# Generalized linear mixed-effects models

## Binomial GLMM

### The model

$Y_{ij} \sim Bernoulli(p_{ij})$, $i=1, 2, \ldots, n$ clusters, $j=1, 2, \ldots, m$ observetions within clusters, $logit(p_{ij}) = \beta_{0} + \beta_{1} X_{ij} + \alpha_{i}$, $\alpha_{i} \sim Normal(0, \sigma^2)$.

### The problem

In these Neyman-Scott type problems, there are two types of asymptotics:

• increase the number of clusters or
• increase the number of observations in a cluster (keeping the number of clusters constant).

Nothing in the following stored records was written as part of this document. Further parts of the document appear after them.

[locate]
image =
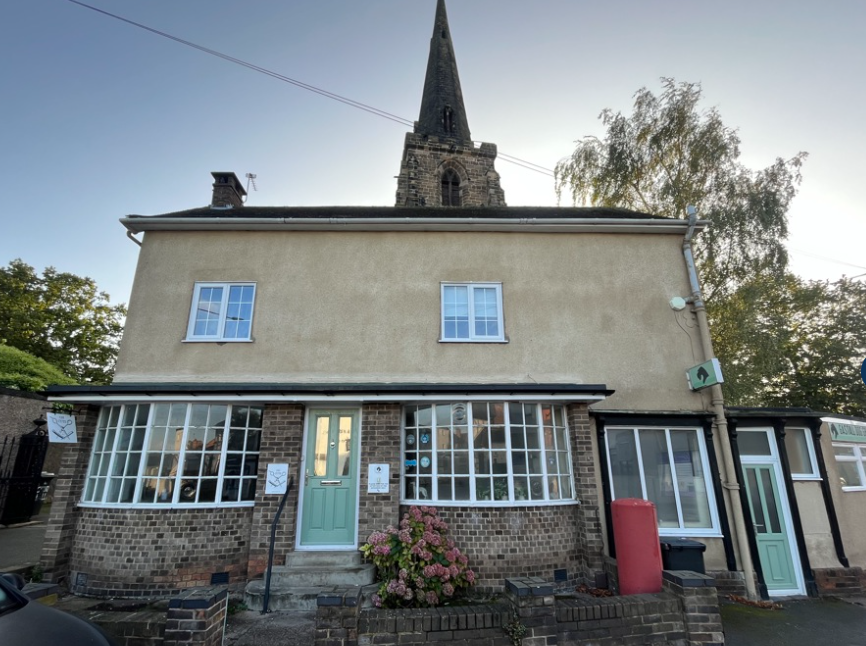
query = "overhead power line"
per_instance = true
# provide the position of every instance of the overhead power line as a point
(305, 86)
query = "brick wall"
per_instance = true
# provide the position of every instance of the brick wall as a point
(380, 444)
(129, 553)
(282, 442)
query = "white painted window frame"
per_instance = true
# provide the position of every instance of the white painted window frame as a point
(810, 449)
(513, 500)
(140, 476)
(220, 337)
(682, 531)
(859, 458)
(472, 338)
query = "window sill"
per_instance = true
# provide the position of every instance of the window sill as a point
(503, 504)
(151, 506)
(216, 341)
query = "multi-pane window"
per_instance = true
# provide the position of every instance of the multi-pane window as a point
(221, 312)
(174, 454)
(668, 467)
(504, 452)
(801, 454)
(851, 465)
(472, 312)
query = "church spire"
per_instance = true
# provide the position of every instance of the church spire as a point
(442, 111)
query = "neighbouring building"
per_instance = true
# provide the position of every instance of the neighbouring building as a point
(518, 368)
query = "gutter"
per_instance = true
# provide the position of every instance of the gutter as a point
(717, 407)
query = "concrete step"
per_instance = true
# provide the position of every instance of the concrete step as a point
(283, 597)
(324, 559)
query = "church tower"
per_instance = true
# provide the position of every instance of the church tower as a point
(441, 165)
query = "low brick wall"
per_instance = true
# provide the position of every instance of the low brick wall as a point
(840, 581)
(136, 553)
(685, 613)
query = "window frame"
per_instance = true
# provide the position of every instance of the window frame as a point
(714, 530)
(94, 495)
(810, 450)
(471, 288)
(859, 458)
(514, 488)
(220, 337)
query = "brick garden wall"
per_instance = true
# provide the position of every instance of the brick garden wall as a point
(129, 553)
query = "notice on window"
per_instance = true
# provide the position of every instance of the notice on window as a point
(377, 479)
(61, 429)
(277, 479)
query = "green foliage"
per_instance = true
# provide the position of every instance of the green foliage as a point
(61, 318)
(789, 342)
(669, 154)
(22, 371)
(418, 565)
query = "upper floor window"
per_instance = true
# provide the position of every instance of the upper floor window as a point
(801, 454)
(472, 312)
(174, 454)
(221, 312)
(851, 465)
(450, 188)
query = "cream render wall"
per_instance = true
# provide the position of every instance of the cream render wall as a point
(365, 307)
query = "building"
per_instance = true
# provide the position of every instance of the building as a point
(518, 368)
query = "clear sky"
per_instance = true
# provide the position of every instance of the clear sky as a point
(101, 119)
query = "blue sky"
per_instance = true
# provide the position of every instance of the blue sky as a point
(102, 119)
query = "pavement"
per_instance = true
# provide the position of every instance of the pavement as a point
(800, 622)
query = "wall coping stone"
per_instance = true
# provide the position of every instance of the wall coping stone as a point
(197, 598)
(688, 579)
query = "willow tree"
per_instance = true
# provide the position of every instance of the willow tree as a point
(670, 153)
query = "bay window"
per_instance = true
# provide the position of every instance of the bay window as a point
(486, 452)
(174, 454)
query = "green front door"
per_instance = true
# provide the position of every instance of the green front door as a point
(771, 534)
(330, 480)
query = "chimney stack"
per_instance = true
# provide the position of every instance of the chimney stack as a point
(227, 191)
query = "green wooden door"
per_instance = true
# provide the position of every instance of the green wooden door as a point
(331, 480)
(774, 545)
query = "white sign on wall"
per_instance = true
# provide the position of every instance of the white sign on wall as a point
(377, 478)
(61, 429)
(277, 479)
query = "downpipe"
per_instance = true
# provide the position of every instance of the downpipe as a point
(731, 482)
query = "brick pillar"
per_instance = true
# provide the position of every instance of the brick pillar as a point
(583, 455)
(197, 617)
(535, 607)
(337, 617)
(380, 444)
(701, 615)
(68, 488)
(282, 441)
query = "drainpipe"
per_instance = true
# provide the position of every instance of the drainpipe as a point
(718, 410)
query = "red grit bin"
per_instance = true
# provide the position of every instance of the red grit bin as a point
(638, 555)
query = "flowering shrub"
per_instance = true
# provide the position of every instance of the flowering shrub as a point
(417, 564)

Of course, one can have both clusters and cluster size going to infinity but that is quite simple, unrealistic.

• The first asymptotics leads to MLE for $\sigma^2$ that is consistent.
• The second type of asymptotics does not lead to consistent MLE of $\sigma^2$. That was precisely the point in Kiefer and Wolfowitz (PDF from Project Euclid).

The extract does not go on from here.